The most legitimate answer MMTers give to this question, in my view, is that the Job Guarantee requirements would initially need to be more stringent, for political reasons, but that they would nonetheless be susceptible to broadening over time. The problem I have with this is that it seems to concede the small gains in collective consciousness that have already been made in undermining the wage labor relation through the provision of unemployment benefits.
However, I sense that many in the blogosphere would not actually give this answer in any case, but rather would object to such a liberal application of the Job Guarantee. Some appear to favor workfare and hold to particular notions of “mutual obligation” and the “deserving poor”, or otherwise intend for capitalism to be preserved and want the Job Guarantee to serve that end.
Visions of the Future
It seems to me that there are basically two different visions of where we should be going as a society. For many, not just those on the right, the intention is to preserve capitalist social relations, above all property rights and a class of people who do not possess independent means and so are compelled to sell their labor power to capitalists in exchange for a wage or salary. As technological improvements and mechanization proceed, the intention is to keep the screws tight on the dependent class; i.e. those dependent on capitalists for access to income security (“wage dependency”) or the state for conditional welfare (“welfare dependency”). Capitalism is a system almost entirely based on dependency, and it seems that many people wish to preserve it.
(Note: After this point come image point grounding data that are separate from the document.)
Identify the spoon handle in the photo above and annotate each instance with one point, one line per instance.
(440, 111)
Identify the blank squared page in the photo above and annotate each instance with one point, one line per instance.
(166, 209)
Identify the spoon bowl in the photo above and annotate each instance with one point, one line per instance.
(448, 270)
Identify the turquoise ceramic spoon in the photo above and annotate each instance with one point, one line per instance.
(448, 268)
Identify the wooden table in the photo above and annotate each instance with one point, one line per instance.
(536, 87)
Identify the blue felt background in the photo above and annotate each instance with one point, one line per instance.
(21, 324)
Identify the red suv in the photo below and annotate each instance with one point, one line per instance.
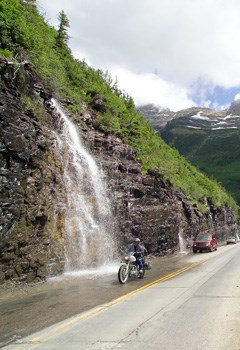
(205, 241)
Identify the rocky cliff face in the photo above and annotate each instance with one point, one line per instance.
(32, 193)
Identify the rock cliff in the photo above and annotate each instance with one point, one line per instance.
(32, 194)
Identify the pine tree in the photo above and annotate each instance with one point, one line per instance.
(62, 37)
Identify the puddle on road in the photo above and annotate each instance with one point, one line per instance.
(28, 309)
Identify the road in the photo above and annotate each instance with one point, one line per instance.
(195, 307)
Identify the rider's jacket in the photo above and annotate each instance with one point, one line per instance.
(139, 249)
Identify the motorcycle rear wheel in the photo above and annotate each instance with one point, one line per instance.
(123, 274)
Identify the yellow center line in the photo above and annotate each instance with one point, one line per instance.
(57, 329)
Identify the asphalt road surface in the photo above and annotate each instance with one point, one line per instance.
(192, 304)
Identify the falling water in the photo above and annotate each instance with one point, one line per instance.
(89, 224)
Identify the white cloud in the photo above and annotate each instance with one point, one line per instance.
(170, 44)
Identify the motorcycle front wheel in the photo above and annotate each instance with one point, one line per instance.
(123, 274)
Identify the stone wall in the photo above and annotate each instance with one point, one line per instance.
(32, 194)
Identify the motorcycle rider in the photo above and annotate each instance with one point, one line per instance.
(138, 251)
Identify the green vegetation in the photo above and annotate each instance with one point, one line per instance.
(25, 35)
(216, 153)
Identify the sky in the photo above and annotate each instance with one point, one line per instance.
(170, 53)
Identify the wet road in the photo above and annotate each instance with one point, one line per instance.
(31, 308)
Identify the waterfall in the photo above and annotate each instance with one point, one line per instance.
(89, 223)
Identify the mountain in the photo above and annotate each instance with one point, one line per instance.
(209, 139)
(153, 192)
(157, 116)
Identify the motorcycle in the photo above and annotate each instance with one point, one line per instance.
(129, 268)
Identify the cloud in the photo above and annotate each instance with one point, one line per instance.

An alternative is to free all people from dependency. Here, the intention is to end the wage labor relation. As much as possible, technological advance and mechanization can free people from unpleasant activities to pursue more fulfilling productive activities and leisure. During the transition, those who are currently in the dependent class who wish to receive higher incomes than others could do so through participation in wage or salary employment, and those who desired such employment but could not obtain it in the regular economy could opt for the Job Guarantee. Meanwhile, people who were ready to embrace free time could be enabled to do so through a Basic Income Guarantee. Independence for all can only occur to the extent capitalist social relations are put behind us. Undermining those coercive social relations is a small step on the way to freedom and liberation.